Auch in diesen Zeiten hilft ein Blick ins Geschichtsbuch. Im Bundeswahlkampf zeigt sich bei Grünen, SPD und Die Linke der weiterhin verfolgte Weg hin zum Sozialismus. Der Staat als Obrigkeit, er wird es schon richten.

So wurde am 18. Februar 1972 der so genannte „Radikalenerlass“ (Original: Radikalenerlaß) manifestiert. Als politischer Kampfbegriff sollte mit dem auch genannten „Extremistenbeschluss“ eine Überprüfung von Bewerberinnen und Bewerbern für den Öffentlichen Dienst in Hinblick auf ihre Verfassungstreue stattfinden.

Die Frage, steht der Bewerber bzw. die Bewerberin auf der Basis der freiheitlich-demokratischen Grundordnung, wurde dabei fokussiert. Verfassungsfeinde im Öffentlichen Dienst sollten so verhindert werden.

Zuständig für die Überprüfung war der Verfassungsschutz, an den eine Regelanfrage gerichtet wurde. 1979 wurde der „Radikalenerlass“ einseitig von der Regierung bestehend aus SPD und FDP aufgekündigt. Seit 1985 erfolgt keine Regelanfrage bei Verfassungsschutz mehr.
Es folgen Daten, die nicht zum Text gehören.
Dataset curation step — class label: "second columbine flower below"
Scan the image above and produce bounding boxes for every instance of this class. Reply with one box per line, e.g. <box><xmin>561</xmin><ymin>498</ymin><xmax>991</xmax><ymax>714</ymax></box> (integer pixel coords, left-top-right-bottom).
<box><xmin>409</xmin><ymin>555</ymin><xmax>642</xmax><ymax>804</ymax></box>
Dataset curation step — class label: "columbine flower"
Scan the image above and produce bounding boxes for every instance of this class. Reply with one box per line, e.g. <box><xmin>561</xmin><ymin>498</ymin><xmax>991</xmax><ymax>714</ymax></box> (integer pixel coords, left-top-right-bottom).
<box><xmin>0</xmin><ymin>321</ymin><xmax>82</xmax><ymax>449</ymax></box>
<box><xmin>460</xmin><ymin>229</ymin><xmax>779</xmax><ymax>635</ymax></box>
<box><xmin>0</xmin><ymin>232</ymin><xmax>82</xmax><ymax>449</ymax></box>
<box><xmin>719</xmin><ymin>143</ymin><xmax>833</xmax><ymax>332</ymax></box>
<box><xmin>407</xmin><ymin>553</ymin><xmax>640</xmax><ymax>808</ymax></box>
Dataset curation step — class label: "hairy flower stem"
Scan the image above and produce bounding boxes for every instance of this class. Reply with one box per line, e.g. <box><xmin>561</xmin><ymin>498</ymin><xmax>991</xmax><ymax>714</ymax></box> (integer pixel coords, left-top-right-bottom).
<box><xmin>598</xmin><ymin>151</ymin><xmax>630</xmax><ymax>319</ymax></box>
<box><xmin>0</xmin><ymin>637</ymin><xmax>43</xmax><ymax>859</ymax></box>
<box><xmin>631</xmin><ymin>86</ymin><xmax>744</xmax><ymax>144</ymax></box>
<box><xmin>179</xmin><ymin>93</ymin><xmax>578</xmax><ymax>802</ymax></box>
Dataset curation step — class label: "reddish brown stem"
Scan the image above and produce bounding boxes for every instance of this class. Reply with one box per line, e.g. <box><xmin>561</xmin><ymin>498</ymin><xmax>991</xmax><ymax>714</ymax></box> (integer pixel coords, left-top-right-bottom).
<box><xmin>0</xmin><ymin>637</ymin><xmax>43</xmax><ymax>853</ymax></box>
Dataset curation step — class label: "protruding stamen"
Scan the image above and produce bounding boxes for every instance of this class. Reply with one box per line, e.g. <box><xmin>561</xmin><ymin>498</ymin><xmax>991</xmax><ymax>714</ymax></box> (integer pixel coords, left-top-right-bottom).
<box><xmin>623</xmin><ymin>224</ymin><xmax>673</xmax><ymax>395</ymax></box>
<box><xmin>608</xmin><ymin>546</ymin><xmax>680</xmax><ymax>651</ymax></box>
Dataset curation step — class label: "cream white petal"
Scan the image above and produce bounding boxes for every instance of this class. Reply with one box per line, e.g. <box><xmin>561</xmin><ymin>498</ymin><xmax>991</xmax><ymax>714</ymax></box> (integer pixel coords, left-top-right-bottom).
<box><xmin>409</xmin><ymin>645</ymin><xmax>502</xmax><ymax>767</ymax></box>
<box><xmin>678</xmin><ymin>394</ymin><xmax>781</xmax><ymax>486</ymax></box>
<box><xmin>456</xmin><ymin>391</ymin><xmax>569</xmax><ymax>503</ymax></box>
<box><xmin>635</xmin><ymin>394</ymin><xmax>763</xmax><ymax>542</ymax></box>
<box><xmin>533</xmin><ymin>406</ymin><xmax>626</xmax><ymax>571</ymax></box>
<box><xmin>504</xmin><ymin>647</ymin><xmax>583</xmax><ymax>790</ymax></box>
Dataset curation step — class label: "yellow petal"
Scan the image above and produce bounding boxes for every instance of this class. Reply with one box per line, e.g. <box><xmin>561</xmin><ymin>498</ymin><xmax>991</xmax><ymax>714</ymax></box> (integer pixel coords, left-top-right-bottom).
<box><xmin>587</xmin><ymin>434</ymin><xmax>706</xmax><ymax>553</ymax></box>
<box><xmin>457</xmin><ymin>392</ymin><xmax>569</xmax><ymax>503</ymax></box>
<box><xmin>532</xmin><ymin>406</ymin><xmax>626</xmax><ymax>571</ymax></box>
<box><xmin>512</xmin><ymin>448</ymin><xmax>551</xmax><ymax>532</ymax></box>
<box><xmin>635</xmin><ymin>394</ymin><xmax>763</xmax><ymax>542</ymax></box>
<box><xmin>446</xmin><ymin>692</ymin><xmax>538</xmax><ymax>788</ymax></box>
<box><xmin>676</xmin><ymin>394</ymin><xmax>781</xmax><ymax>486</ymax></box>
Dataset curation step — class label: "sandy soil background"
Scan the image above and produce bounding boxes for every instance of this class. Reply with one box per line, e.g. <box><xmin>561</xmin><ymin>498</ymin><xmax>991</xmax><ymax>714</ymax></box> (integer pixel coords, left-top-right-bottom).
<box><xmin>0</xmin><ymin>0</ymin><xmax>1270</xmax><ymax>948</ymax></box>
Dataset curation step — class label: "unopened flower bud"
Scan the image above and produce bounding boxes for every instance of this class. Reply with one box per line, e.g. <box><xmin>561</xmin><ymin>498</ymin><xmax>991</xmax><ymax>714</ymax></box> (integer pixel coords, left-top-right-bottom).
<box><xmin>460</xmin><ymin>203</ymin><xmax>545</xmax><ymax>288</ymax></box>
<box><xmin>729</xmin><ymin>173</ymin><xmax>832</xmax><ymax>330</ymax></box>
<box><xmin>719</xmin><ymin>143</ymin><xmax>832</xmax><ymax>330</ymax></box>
Bundespräsident Gustav Heinemann formulierte, was 1995 vom Europäischen Gerichtshof für Menschenrechte in Straßburg förmlich festgestellt wurde:

Die Grundlage der Demokratie ist die Volkssouveränität und nicht die Herrschaftsgewalt eines obrigkeitlichen Staates. Nicht der Bürger steht im Gehorsamverhältnis zur Regierung, sondern die Regierung ist dem Bürger im Rahmen der Gesetze verantwortlich für ihr Handeln. Der Bürger hat das Recht und die Pflicht, die Regierung zur Ordnung zu rufen, wenn er glaubt, dass sie demokratische Rechte missachtet“.

Mit diesem Beschluss wurde eindeutig festgestellt, dass die seit 1972 gelebte Einstellungspraxis im Öffentlichen Dienst nicht mit der Europäischen Menschenrechtskonvention vereinbar war. Der „Radikalenerlass“ widersprach also der Menschenrechtskonvention.

Nach welchen Kriterien werden heute Bewerberinnen und Bewerber in den Öffentlichen Dienst eingestellt? Gemutmaßt wird, dass dies nach Parteizugehörigkeit (gerade im Höheren Dienst und der so genannten „B-Besoldung“), Gewerkschaftszugehörigkeit oder Verbandsmitgliedschaft ausgewählt werden.

Verhält sich die „Gesinnungsüberprüfung“ oder die „Gesinnungsvoraussetzung“ heute im 21. Jahrhundert ähnlich wie 1972 mit dem „Radikalenerlass“? Muss heute ebenso eine gewisse Haltung bzw. politische Gesinnung vorhanden sein, um im Öffentlichen Dienst tätig zu werden oder dort Karriere zu machen?